Tidal dynamics and stellar disruption in charged Kalb-Ramond black holes in nonlinear electrodynamics
Abstract
We investigate tidal forces, geodesic deviation, and tidal disruption in the black hole spacetime described by the Kalb-Ramond-ModMax solution, where electromagnetic nonlinearity is governed by the parameter γ and Lorentz symmetry violation by the parameter l. In the canonical sector (α=1), the radial tidal force exhibits a transition marked by a sign inversion between the horizons r- and r+, signaling internal regimes of radial compression analogous to those of charged black holes; the parameter l controls the strength and location of this transition, while γ regulates the nonlinear electromagnetic contribution. The angular tidal force is predominantly compressive, l shaping the effective geometry, and γ acting as a damping factor. In the phantom sector (α=-1), tidal forces and geodesic deviation diverge, indicating a tidal instability, with l and γ affecting only the magnitude of the response.

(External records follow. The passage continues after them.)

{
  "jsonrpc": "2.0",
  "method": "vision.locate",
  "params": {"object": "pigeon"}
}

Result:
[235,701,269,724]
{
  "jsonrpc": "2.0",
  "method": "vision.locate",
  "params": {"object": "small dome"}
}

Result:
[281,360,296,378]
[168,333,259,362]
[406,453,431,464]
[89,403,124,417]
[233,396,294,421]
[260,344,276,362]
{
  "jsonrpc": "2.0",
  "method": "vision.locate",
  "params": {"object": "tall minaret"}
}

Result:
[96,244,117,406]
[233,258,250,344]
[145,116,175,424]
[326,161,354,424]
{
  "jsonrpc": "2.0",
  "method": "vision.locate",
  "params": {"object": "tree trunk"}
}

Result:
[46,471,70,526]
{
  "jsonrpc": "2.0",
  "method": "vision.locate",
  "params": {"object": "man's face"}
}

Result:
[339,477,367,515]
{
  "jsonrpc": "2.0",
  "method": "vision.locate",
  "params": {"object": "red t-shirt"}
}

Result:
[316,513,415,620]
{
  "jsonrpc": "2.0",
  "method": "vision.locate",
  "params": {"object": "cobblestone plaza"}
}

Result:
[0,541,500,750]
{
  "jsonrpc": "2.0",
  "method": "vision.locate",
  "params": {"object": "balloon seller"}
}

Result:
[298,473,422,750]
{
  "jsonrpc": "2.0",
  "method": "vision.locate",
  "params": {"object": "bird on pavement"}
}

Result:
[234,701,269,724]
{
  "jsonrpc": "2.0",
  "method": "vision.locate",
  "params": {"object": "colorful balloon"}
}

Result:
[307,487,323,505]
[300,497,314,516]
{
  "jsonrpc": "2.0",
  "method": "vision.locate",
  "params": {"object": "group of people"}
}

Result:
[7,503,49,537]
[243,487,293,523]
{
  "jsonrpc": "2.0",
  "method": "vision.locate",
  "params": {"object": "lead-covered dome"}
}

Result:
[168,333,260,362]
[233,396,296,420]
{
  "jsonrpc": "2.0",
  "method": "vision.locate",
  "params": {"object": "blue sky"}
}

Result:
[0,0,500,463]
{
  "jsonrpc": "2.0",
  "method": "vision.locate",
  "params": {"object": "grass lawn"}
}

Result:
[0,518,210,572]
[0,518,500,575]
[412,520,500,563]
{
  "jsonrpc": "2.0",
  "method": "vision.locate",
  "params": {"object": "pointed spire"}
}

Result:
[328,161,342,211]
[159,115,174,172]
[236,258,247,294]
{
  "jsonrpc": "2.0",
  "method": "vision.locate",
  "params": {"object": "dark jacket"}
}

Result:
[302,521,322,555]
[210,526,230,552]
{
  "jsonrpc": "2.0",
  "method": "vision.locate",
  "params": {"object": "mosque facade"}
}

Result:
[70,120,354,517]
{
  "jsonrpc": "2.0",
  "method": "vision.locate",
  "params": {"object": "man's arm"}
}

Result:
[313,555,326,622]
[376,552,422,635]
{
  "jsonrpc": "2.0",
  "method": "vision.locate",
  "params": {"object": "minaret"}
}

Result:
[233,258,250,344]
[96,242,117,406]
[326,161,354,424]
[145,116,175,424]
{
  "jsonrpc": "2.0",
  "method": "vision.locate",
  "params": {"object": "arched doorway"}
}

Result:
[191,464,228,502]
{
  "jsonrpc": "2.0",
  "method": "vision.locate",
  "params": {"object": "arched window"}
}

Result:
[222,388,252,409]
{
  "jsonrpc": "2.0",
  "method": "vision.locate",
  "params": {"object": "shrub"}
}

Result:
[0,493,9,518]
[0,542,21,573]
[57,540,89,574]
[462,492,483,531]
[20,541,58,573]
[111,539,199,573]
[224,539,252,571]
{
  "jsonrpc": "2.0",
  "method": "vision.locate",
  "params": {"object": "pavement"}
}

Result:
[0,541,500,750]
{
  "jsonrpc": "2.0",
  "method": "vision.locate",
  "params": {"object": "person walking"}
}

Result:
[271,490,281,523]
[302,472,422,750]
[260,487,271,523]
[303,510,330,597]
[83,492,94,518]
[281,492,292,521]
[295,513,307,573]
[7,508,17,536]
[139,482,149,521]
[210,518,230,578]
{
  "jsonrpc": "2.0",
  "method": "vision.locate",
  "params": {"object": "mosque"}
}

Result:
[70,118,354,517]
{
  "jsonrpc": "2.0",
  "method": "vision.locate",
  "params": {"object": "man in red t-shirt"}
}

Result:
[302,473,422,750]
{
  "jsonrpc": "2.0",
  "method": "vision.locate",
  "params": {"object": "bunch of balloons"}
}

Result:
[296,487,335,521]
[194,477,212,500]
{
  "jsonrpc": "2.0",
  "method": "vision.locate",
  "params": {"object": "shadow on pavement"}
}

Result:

We further show that l shifts the relation between the horizon radius r+ and the tidal disruption radius r Roche, thereby modifying the critical (Hills) mass defined by r Roche=r+. Tidal disruption of neutron stars occurs inside the horizon for supermassive black holes, whereas Sun-like stars are disrupted outside the horizon, with γ becoming relevant only for ultramassive black holes with masses 108M. Our results demonstrate that Kalb-Ramon-ModMax effects are largely suppressed for supermassive black holes, but may be relevant for intermediate-mass systems and observable tidal disruption events, offering an indirect probe of Lorentz violation and nonlinear electrodynamics in the strong-field regime.